上記の記述中の空白箇所(ア)~(エ)に当てはまる組合せとして、正しいものを次の(1)~(5)のうちから一つ選べ。
- ア イ ウ エ
- 使用 D 非接地式電路 合成樹脂管
- 対地 A 接地式電路 金属管
- 使用 D 接地式電路 合成樹脂管
- 対地 A 非接地式電路 合成樹脂管
- 使用 A 非接地式電路 金属管
解 説
この設問は、人が触れるおそれのある場所に施設する水中照明灯がテーマとなっています。要するにプール用水中照明灯などのことで、条件としては人が感電事故を起こしやすい危険なものであるため、かなり厳しい規制を設けられています。
このように考えられれば、本問に対する正確な知識がなくても、選択肢の中でより厳格なほうを選ぶことで正解することができます。
a)の文章に関して、変圧器の高電圧巻線と低電圧巻線の混触により高電圧が低電圧側の照明灯関係の電路に入り込まないように、照明灯に電気を供給するための絶縁変圧器を電源側と照明灯との間に設けるることが定められています。
さらに、安全性を高めるため、1次側の使用電圧の電圧を300V以下、2次側の電圧を150V以下に制限しています。よって、( ア )には「使用」が入ります。
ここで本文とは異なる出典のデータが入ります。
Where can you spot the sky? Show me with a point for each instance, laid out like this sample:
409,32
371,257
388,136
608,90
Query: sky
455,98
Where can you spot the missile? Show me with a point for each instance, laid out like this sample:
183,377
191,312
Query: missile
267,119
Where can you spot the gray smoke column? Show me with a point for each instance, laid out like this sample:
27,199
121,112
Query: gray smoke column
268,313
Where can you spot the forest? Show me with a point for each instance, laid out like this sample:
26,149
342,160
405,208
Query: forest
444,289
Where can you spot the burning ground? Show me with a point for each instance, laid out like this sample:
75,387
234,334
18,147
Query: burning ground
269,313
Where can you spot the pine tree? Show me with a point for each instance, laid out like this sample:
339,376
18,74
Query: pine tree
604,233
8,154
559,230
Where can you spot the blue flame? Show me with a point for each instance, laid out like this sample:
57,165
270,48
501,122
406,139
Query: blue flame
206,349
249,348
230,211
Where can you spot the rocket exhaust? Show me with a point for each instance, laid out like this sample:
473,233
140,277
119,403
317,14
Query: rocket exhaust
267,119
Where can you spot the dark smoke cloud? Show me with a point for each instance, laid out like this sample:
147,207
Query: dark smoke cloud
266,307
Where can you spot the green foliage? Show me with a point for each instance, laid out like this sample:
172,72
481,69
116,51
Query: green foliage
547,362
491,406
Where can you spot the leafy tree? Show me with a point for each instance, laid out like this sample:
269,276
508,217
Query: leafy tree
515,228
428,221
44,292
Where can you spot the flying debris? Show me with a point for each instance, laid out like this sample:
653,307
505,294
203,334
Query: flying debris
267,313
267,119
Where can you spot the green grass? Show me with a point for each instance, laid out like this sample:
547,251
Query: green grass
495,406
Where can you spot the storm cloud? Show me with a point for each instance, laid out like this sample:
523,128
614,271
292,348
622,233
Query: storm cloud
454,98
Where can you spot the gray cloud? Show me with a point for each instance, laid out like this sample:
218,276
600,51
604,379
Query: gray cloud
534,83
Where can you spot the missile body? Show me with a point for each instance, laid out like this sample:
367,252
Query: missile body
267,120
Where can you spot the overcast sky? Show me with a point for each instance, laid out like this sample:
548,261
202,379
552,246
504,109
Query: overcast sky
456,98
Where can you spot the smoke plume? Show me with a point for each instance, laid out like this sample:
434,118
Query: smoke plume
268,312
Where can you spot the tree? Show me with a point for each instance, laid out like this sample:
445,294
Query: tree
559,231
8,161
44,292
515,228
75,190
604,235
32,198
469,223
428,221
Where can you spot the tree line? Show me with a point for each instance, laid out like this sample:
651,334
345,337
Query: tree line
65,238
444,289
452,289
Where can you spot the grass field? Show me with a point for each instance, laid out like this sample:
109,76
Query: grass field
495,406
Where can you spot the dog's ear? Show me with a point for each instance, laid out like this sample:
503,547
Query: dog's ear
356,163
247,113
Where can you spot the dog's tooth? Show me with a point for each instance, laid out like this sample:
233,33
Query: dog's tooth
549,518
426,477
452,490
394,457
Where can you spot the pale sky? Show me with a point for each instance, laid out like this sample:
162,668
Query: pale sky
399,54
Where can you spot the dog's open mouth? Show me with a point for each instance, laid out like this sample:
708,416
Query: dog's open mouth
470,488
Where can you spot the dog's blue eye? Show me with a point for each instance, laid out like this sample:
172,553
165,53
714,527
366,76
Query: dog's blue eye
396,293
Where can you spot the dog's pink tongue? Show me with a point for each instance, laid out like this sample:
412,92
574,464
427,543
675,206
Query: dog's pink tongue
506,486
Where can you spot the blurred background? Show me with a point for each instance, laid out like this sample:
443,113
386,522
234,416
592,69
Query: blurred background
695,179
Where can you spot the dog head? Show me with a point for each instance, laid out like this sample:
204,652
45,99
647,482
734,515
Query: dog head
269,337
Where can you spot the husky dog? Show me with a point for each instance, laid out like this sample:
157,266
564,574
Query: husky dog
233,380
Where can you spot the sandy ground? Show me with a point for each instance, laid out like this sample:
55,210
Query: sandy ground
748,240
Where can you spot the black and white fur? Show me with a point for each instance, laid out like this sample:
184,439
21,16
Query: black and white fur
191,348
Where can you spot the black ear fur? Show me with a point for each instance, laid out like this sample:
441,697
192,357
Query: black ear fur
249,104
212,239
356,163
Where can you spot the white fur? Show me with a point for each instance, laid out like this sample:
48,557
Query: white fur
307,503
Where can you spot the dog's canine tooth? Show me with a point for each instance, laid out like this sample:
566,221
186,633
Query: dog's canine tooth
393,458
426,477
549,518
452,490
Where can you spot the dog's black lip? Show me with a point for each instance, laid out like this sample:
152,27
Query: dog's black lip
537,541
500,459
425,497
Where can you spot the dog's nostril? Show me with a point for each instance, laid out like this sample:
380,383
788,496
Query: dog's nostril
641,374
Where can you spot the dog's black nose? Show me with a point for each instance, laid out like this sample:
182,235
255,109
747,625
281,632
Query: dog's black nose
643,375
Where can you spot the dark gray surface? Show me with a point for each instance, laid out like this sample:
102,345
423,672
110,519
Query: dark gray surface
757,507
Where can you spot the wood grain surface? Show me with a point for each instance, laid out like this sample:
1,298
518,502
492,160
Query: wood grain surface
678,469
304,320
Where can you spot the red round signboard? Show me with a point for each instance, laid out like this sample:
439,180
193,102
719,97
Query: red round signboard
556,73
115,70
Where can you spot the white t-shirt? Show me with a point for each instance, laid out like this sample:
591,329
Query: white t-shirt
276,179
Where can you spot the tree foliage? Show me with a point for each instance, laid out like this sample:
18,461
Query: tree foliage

( ア )を「使用」にするか「対地」にするかは少し悩むかもしれませんが、1次側と2次側の両方で対地電圧を制限することはありません(電気設備技術基準全体の話として)。そのため、1次側にも2次側にも同じ語句が入るとしたら、文章の流れに関係なく「使用電圧」だと思って大丈夫です。
( イ )について、上記の通り水中照明灯は感電のリスクを考えて安全策を取っています。よって、( イ )にはより厳格な接地方式である「A」種接地工事を施すのが正しいです。
a)の文章は、絶縁変圧器の2次側電路についての記述です。
( ウ )について、絶縁変圧器の2次側電路は「非接地式電路」とします。非接地式電路であれば、地絡事故が発生しても帰路がなく地絡電流が流れないので、感電を防ぐことができます。よって、( ウ )には「非接地式電路」が入ります。
( エ )に関して、絶縁変圧器の2次側の配線は「金属管工事」により施設します。これは、金属管工事により施設されていれば、絶縁電線の絶縁被覆が損傷して地絡を生じても、事故電流はその帰路として接地抵抗値の低い金属管に流れ、電流経路が限定されるためです。
仮にもうひとつの選択肢である「合成樹脂管」を使った場合、絶縁電線の損傷箇所の導体から直接事故電流が流出してしまいます。よって、( エ )には「金属管」が入ります。
以上から、( ア )は「使用」、( イ )は「A」、( ウ )は「非接地式電路」、( エ )は「金属管」となるので、正解は(5)です。